2月に騒ぎとなったグリー「探検ドリランド」のレアカード不正コピー騒ぎ。NHKで報道されるほど大事件となってしまったわけですが、まともや不正コピー問題が勃発。グリーはトレード機能を一部停止中です。

探検ドリランドは、不正行為調査のため、全てのお客様を対象として、下記ハンターカードのトレードを一時的に停止させていただいております。

・停止期間:2012年4月2日〜16日(終了期間は前後する可能性あり)

・次元探検家ギード(SSR)

・太陽神ソルディウス(SSR)

・飛竜騎手キリエ(SSR)

・黄金海賊オイヴァ(SSR)

・斬鉄騎士ジョー(SSR)

・堕天騎士ベリンダ(SSR)

・冬姫メイチェリ(SSR)

・;鉄槌神アヴィエル(SSR)

・忠騎士グレーティア(SSR)

・牙竜王ヴァンディル(SSR)

・晶魔神ラドアゲード(SSR)

・黄金仮面ファーン(Sレア)

・大祓師セイメイ(Sレア)

・ハルカ(レア)

http://doliland2.game-gree.com/information/tarde-stop/


上記のサイトは、個人の攻略サイトであります。
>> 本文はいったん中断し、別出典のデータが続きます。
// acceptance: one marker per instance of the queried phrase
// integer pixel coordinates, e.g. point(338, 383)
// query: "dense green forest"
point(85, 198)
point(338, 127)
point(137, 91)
実は、今回のトレード機能停止は、インターネットから情報を拾えません。ドリランドに入ってトップページのお知らせを参照するか、運営から送られてくるメールを見ないと気がつかない状態です。前回もIRを打たず、ヘルプを参照しないとわからない点を問題にしましたが、今回その上をいってしまいました。上場企業が主力サービスの機能停止するという事態になっているのに、なぜ毎度毎度アナウンスをしないのでしょうか?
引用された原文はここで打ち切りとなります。